Compared with the use of placebo or no tocolytic treatment, “all tocolytic drug classes assessed and their combinations were probably or possibly effective in delaying preterm birth for 48 hours, and 7 days,” the researchers found. “The most effective tocolytics for delaying preterm birth by 48 hours and 7 days were the nitric oxide donors, calcium channel blockers, oxytocin receptor antagonists, and combination tocolytics.”
Their figures showed:
- Betamimetics are possibly effective in delaying preterm birth by 48 hours (risk ratio [RR] 1.12), and 7 days (RR 1.14).
- Calcium channel blockers (for example, nifedipine) may be effective in delaying preterm birth by 48 hours (RR 1.16), and probably effective in delaying preterm birth by 7 days (RR 1.15), and prolong pregnancy by a mean of 5 days (0.1 to 9.2).
- Magnesium sulphate is probably effective in delaying preterm birth by 48 hours (RR 1.12).
- Oxytocin receptor antagonists (e.g., atosiban) are effective in delaying preterm birth by 7 days (RR 1.18), are probably effective in delaying preterm birth by 48 hours (RR 1.13), and possibly prolong pregnancy by an average of 10 days (95% confidence interval, 2.3 to 16.7).
- Nitric oxide donors (e.g., glyceryl trinitrate) are probably effective in delaying preterm birth by 48 hours (RR 1.17), and 7 days (RR 1.18).
- Cyclooxygenase-2 inhibitors (e.g., indomethacin) may be effective in delaying preterm birth by 48 hours (RR 1.11).
- Combination tocolytics – most common was magnesium sulphate with betamimetics - are probably effective effective in delaying preterm birth by 48 hours (RR 1.17), and 7 days (RR 1.19).
Uncertain mortality outcomes and a wide range of adverse effects
However, the effects of tocolytic use on neonatal and perinatal mortality, and on safety outcomes such as maternal and neonatal infection, were “uncertain,” the researchers said, and the drugs proved compatible with a wide range of effects compared with placebo or no tocolytic treatment for these outcomes.
“All tocolytics were compatible with a wide range of serious adverse effects (trials including 6,983 women) when compared with placebo or no treatment,” the researchers said.
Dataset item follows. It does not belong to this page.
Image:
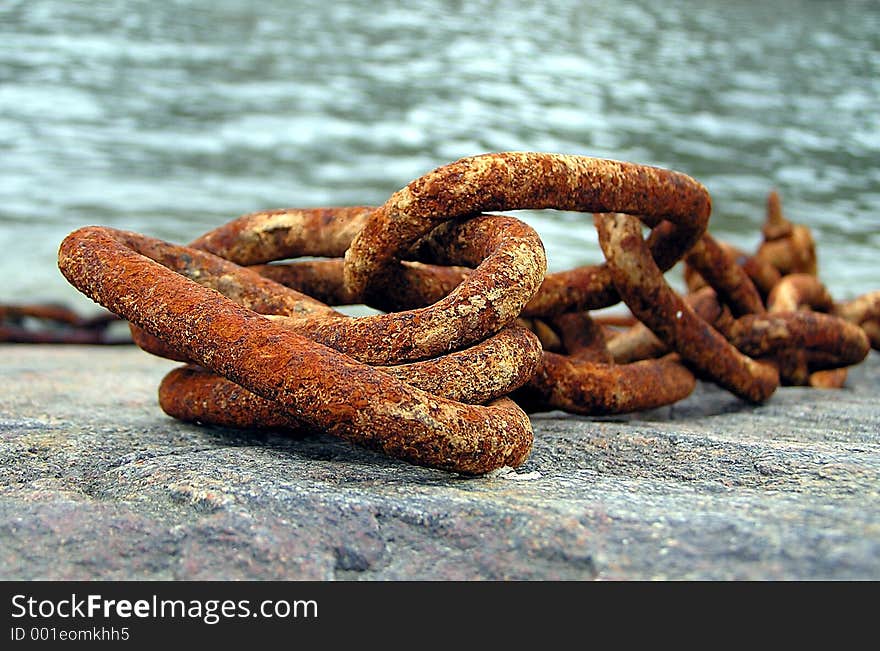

Betamimetics and combination tocolytics had the most side effects and were most likely to lead to cessation of treatment (results from 8,122 women).
Overall, “the findings show that the benefits of these drugs outweigh any risks associated with unwanted side effects,” said first author Amie Wilson, PhD, research fellow in global maternal health at the University of Birmingham. “These treatments are leading to a significant reduction in the number of deadly preterm births, and we now need to further understand the effectiveness of tocolytics for specific groups depending on pregnancy length,” she said.
“Our previous research has led to the improvement of guidelines for use of tocolysis drug use to delay preterm birth in the U.K. Knowing that this paper helped to inform the forthcoming recommendations of the World Health Organisation on the use of tocolytics, we hope that many more women around the globe will have access to these drugs, and have healthier births.”
A version of this article first appeared on Medscape UK.